The correct option is C (i) $51.7g$ , (ii) $37.3g$

The balanced chemical equation is as follows:
$3CaC{O}_3+2H_{3}P{O}_4\to C{a}_3(P{O}_4{)}_2+3H_{2}O+3C{O}_2$
The molar masses of $CaC{O}_3,H_{3}P{O}_4$ and $C{a}_3(P{O}_4{)}_2$ are $100$ g/mol, $98$ g/mol and $310$ g/mol respectively.
$50$ g of $CaC{O}_3$ corresponds to $\frac{50}{100}=0.5$ mol.

$70$ g of $H_{3}P{O}_4$ corresponds to $\frac{70}{98}=0.71$ mol.

$3$ moles of $CaC{O}_3$ will react with $2$ moles of $H_{3}P{O}_4$.

$0.5$ moles of $CaC{O}_3$ will react with $\frac{2}{3}\times 0.5=0.33$ moles of $H_{3}P{O}_4$.

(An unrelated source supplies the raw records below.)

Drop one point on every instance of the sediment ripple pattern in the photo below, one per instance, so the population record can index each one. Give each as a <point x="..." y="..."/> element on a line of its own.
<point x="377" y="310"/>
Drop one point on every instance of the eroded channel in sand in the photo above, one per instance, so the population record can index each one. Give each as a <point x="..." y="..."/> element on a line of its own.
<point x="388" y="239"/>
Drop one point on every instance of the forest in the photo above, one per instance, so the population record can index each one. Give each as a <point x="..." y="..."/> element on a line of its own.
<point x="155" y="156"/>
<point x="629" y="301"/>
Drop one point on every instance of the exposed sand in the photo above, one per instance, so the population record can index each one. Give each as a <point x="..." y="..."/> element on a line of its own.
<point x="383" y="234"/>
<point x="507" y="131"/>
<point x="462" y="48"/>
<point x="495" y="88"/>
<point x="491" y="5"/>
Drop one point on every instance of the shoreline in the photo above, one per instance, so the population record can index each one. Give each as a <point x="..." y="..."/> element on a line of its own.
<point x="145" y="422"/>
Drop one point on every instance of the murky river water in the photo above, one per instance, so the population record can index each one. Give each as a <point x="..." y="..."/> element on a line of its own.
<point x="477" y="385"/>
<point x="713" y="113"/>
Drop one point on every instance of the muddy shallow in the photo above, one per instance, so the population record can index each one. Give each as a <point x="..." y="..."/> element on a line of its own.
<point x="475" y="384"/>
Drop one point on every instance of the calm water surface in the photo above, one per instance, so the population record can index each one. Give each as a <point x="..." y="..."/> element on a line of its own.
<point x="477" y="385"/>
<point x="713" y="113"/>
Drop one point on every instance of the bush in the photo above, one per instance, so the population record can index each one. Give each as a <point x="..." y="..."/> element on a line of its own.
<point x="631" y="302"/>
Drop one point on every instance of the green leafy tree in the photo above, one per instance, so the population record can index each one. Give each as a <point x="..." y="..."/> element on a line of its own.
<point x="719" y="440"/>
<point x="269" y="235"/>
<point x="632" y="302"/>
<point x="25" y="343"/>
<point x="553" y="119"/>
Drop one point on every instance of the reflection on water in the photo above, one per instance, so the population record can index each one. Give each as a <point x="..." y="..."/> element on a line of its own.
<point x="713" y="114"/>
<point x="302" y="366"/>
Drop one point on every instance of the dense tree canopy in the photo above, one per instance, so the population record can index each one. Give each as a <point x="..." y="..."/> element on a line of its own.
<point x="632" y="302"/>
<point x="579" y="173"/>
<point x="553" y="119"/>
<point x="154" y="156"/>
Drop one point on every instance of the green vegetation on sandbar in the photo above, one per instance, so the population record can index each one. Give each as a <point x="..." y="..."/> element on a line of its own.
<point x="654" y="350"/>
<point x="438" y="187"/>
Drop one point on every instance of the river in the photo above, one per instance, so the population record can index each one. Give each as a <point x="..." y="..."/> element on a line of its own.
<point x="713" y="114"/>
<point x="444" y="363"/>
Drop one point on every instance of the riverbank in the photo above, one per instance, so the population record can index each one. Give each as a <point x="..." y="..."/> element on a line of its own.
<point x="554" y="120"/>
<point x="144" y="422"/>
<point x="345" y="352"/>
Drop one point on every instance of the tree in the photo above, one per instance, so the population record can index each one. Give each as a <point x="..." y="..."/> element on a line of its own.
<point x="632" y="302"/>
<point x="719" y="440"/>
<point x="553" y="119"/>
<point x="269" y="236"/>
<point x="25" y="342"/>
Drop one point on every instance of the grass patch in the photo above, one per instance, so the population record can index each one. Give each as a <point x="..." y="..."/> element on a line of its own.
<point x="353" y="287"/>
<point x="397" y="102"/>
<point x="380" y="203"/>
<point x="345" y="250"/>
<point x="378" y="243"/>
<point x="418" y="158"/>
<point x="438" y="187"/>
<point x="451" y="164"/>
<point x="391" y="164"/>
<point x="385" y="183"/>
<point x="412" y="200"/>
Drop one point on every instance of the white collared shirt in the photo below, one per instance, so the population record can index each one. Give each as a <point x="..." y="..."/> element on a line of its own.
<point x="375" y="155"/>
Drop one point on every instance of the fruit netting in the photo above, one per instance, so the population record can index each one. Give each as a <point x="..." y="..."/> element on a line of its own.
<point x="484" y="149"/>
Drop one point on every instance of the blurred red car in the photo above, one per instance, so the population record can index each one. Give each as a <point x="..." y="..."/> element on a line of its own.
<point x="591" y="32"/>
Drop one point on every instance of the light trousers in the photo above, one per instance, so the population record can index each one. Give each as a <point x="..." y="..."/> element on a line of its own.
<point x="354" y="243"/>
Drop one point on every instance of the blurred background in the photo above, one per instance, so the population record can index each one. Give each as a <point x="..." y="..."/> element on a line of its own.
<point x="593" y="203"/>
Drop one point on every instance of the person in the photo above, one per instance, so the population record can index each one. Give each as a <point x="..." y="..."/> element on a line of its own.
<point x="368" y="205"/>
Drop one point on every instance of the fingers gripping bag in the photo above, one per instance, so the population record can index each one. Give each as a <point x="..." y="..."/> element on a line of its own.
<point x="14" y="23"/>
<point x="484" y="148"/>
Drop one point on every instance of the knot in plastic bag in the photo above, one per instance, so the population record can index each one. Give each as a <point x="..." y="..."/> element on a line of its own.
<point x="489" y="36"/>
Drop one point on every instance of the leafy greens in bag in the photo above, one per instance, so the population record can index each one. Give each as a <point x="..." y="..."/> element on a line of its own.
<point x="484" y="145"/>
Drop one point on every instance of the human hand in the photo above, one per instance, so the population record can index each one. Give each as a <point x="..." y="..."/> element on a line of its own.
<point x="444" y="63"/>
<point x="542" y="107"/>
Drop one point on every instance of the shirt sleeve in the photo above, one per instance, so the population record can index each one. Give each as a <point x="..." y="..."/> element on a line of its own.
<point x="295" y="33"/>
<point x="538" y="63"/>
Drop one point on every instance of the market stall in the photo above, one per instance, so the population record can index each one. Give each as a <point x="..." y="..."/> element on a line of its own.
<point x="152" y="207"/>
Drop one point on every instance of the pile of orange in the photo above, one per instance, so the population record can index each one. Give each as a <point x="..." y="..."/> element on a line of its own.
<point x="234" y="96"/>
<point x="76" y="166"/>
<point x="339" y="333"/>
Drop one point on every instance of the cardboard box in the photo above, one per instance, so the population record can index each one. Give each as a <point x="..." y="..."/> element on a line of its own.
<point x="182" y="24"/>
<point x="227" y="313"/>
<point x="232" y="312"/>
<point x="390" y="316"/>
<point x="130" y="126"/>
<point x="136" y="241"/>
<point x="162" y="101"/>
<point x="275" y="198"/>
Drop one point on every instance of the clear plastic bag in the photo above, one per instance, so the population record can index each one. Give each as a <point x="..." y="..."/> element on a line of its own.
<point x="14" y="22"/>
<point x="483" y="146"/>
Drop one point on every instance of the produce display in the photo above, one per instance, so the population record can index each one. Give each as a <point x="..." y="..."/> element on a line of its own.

However, $0.71$ moles of $H_{3}P{O}_4$ are present.
Hence, $H_{3}P{O}_4$ is the excess reagent and $CaC{O}_3$ is the limiting reagent.
$3$ moles of $CaC{O}_3$ will form $\frac{1}{3}\times 0.5=0.17$ moles of $C{a}_3(P{O}_4{)}_2$.
This corresponds to $0.17\times 310=51.7g$ of $C{a}_3(P{O}_4{)}_2$.
Hence, $0.5$ moles of $CaC{O}_3$ will form $1$ mole of $C{a}_3(P{O}_4{)}_2$.
The amount of excess reagent $H_{3}P{O}_4$ remaining unreacted is $0.71-0.33=0.38$ mol.
It corresponds to $0.38\times 98=37.3$ g.